Large-scale Protest Reported in Nanjing

19 April 2001
According to reports, thousands of workers surrounded the general offices of the Yangzi Petrochemical Company Ltd, a state-owned enterprise (SOE) in the city of Nanjing. Reports from the city claimed that thousands of workers had blocked roads leading to the factory in the Jianye district of Nanjing April 16th, 2001 and that the incident had developed into a strike. In response, the authorities ordered Jianye district sealed off which caused diversions to eight local bus routes. Crowds gathered at both ends of the sealed off district and thousands of people had gathered at the Nanjing Massacre Memorial to discuss the incident.

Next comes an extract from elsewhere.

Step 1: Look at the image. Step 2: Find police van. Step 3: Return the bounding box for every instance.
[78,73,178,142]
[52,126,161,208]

One report said that clashes had occurred between police and strikers and that the next day, April 17th, as many as 10,000 workers and supporters gathered on Nanjing’s Mahanhe Bridge to shout slogans against corruption.

The cause of the protest is believed to be that workers and “intellectuals” from the factory are furious at the corrupt practices of high-level managers including the Yangzi Petrochemical’s president and managing director. They blamed company bosses for turning an efficient enterprise into a cash drain that had in turn led to the value of company shares dropping dramatically, leaving employees in fear of their jobs. The company president had disappeared and there were rumours that the protesters had forced the managing director to enter into talks.

The protests are taking place in an industrial area of the city where tens of thousands of workers have been laid-off over the last few years. Many middle-aged workers in the area have been forced into early retirement. Most have been left in poverty after their former employers had encouraged or coerced them into an illegal redundancy deal known as “buying up seniority” whereby workers’ years of service are “purchased” by the company in a one-off payment that wipes out employees’ pension entitlements.